The problem with making predictions is that most of the time you're wrong. That's why I don't make predictions. Instead, I plan for the unexpected.
Who could have guessed all of the things that happened in 2017? Between major changes to the tax code, the market reaching all-time highs and geopolitical upheaval all over the world, the past year has been one of constant change. We're all wondering what new surprises are in store for 2018.
My take: Don't worry so much about it. The markets might go up, or they might go down. The Democrats might take control of Congress, or they might not. And when it comes to investing, a long-term approach is critical.
Uncertainty can be frightening for investors, and it often leads to emotional decisions that might damage your financial future. The best thing investors can do is commit to a long-term strategy designed to weather all market conditions, both up and down. Time after time after time, studies have shown that in the long run, patient investors in well-diversified portfolios outperform heat-chasers who try to time every new fad.
Trying to time the market is about as safe — and as wise — as laying your retirement funds on the craps table.
With that in mind, here is a three-step playbook for the new year.

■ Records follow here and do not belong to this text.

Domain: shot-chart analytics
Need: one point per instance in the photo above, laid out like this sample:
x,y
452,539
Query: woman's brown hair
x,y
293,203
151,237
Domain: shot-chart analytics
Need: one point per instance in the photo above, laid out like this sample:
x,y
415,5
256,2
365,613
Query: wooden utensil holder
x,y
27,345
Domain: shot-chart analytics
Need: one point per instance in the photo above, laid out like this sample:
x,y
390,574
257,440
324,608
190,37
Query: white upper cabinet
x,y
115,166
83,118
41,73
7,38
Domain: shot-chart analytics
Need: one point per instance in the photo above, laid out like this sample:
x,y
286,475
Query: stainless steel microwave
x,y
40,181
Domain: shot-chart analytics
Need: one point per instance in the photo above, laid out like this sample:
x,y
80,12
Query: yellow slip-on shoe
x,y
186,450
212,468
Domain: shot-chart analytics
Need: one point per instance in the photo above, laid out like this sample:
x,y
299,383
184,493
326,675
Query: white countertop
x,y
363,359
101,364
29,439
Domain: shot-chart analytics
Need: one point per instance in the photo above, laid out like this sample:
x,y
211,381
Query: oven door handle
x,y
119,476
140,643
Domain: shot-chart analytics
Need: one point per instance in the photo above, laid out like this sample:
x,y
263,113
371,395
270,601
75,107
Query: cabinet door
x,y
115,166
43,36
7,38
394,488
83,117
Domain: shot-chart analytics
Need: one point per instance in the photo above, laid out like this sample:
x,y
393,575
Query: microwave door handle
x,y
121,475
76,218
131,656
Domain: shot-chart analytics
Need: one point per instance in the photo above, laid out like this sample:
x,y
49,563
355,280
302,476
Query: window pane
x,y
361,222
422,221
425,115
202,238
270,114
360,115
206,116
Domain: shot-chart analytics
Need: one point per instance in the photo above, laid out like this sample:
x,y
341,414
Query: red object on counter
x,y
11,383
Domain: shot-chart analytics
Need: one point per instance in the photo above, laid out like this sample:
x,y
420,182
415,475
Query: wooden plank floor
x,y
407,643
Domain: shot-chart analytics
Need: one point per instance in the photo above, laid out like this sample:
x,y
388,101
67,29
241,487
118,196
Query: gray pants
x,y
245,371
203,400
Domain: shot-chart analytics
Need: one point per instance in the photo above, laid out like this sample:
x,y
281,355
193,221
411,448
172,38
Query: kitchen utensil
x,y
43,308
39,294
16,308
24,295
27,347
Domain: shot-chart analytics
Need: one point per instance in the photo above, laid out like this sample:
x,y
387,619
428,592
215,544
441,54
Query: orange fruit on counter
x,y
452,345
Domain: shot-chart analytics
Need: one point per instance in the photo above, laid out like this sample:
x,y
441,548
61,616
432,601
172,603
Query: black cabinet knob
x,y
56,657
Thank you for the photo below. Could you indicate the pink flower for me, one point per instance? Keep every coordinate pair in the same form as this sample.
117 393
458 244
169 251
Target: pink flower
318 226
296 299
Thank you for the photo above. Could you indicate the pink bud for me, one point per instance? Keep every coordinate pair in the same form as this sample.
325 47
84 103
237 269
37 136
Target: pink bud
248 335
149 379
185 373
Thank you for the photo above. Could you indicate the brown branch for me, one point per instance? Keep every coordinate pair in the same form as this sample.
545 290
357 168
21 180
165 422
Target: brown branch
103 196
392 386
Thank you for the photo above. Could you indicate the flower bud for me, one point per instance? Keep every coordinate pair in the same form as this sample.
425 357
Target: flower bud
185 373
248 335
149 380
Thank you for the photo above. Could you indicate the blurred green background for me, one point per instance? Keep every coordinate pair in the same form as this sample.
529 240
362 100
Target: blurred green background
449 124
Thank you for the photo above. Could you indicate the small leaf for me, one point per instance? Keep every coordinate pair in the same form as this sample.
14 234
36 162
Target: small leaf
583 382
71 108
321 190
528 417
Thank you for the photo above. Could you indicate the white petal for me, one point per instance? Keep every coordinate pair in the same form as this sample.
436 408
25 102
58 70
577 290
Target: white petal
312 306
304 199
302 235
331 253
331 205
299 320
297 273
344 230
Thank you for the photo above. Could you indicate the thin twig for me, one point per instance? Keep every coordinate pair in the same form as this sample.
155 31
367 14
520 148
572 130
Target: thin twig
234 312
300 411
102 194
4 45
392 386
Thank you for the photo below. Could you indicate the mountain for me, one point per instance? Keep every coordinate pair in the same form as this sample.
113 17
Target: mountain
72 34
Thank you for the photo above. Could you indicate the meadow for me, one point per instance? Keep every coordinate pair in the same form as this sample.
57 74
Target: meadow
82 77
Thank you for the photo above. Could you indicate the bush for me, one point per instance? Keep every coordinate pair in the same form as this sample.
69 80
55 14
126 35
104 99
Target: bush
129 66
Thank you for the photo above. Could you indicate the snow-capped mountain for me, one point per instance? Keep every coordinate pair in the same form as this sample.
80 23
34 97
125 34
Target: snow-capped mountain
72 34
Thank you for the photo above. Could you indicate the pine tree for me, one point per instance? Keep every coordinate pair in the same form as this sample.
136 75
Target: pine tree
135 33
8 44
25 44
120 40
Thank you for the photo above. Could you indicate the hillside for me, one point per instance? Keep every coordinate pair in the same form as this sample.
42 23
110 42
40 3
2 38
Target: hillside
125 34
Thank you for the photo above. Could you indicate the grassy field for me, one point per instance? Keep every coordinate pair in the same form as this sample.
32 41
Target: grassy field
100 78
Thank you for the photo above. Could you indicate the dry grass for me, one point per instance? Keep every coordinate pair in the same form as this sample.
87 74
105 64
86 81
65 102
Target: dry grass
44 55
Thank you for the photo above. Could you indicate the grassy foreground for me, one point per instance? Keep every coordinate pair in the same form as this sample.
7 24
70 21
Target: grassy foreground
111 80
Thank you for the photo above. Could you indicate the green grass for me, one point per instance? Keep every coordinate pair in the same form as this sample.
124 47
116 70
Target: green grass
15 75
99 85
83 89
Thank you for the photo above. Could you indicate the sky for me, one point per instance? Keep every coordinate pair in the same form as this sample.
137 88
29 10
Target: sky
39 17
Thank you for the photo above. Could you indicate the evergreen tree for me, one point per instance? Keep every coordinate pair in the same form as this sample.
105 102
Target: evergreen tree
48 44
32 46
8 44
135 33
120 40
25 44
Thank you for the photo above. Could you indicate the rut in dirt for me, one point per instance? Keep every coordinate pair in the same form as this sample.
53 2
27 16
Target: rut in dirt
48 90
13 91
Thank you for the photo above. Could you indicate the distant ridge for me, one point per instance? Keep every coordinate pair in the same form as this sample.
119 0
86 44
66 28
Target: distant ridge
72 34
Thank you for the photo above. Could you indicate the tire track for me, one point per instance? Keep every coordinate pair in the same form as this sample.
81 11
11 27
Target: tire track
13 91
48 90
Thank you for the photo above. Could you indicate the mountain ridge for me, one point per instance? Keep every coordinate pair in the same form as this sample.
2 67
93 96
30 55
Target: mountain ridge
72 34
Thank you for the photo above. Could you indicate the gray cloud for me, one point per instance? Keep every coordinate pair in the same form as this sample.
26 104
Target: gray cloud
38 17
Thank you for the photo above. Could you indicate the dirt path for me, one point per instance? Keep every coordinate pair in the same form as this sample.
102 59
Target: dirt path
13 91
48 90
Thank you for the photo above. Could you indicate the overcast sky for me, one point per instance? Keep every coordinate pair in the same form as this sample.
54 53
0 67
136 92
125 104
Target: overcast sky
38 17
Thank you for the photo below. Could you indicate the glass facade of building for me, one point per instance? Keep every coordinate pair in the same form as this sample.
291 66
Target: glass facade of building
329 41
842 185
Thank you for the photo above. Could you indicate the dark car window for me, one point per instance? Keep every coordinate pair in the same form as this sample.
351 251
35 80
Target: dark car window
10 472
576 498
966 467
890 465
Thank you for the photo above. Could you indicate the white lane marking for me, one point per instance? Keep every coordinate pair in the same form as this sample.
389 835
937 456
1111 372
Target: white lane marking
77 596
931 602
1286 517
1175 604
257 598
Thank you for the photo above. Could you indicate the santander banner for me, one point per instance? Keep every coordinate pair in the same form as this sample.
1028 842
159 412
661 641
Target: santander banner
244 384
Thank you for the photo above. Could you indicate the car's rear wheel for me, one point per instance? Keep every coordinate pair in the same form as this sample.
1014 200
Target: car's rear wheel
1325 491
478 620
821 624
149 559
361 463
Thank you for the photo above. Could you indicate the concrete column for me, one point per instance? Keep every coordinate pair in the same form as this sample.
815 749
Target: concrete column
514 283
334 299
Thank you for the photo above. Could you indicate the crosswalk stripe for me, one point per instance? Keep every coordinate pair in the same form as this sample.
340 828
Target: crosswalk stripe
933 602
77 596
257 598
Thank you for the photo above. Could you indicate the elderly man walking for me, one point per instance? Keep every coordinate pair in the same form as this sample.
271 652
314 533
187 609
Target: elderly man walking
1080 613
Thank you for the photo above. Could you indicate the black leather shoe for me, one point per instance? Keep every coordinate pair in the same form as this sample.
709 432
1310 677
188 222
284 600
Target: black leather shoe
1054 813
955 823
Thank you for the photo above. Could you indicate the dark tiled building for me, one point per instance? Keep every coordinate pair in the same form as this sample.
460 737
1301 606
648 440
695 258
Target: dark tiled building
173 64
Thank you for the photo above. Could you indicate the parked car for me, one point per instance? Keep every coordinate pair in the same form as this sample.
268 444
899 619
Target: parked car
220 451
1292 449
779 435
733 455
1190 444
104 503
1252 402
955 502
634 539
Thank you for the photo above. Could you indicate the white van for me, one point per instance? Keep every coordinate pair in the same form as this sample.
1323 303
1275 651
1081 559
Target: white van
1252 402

1. Don't let poor tax planning crush your returns. With tax reform one of the most hotly debated topics of 2017, it's no surprise that investors are worried about minimizing the bite the Internal Revenue Service will take out of their wallets. In fact, according to a recent study we conducted, 46 percent of affluent investors identified tax optimization as one of their biggest financial concerns, and nearly 1 in 4 named it their top financial goal for 2018.
The two most important things to keep in mind in terms of tax-optimizing your portfolio are tax location and tax-loss harvesting. Tax location involves understanding the advantages of different types of investment accounts, then making sure assets are allocated in a way that minimizes one's tax liabilities.
Tax-loss harvesting works by selling losses to offset realized gains. This can dramatically lower your overall tax bill and increase the amount of money left for retirement or other activities. Tax-loss selling works best with individual stocks held in taxable investment accounts.
Remember: With taxes it's not about the money that you make, but rather about the money you keep.
2. Don't be fooled by false diversification. We've all heard the expression "There's safety in numbers." And while there are no guarantees when it comes to investing, the same mind-set applies in both up and down markets.
Right now affluent investors are optimistic about the stock market's direction, with nearly half expecting the market to perform better in 2018 than in 2017, according to our research. But at the same time, 42 percent are fearful that their portfolio can't withstand a market downturn, and 38 percent are worried that they'll lose their wealth.
So what's an investor to do? Make sure they're properly diversified.
One common mistake is for investors to rely solely on index funds for portfolio diversification. However, you must recognize that broad market indices are typically weighted by individual companies' market capitalizations, which means they can easily get overexposed to certain sectors that have seen recent run-ups.
This is a serious and rarely understood risk. Consider that the SPDR S&P 500 exchange-traded fund, one of the most widely traded index products on the market, has nearly 10 percent of its holdings in just three stocks: Apple, Microsoft and Alphabet.
If any of those three companies — or the tech sector, as a whole — experiences a decline, the entire fund could plummet in value, taking your retirement accounts with it.
To help protect against this scenario, make sure your holdings are equally distributed across size, sector and style, and commit to rebalancing at least once a quarter. This kind of diversification leads to lower volatility and milder losses during downturns without hurting long-term results.
"How can you know if your financial life is on track if you're not appropriately measuring your saving, spending and investing habits?"
3. Lay out a long-term financial road map. It's always surprising to me how many investors do not appreciate financial planning. According to a recent study, more than a quarter of Americans feel financially insecure, while just half of adult investors say they need to develop a plan that anticipates up and down market cycles. No wonder they feel insecure!
In many ways a financial New Year's resolution to get your finances in order isn't that different from a resolution to lose weight. You can't possibly know if your diet is working without a scale, so how can you know if your financial life is on track if you're not appropriately measuring your saving, spending and investing habits?
I'll make one prediction for 2018: The investors who follow these three steps will have fuller, happier and more confident financial lives.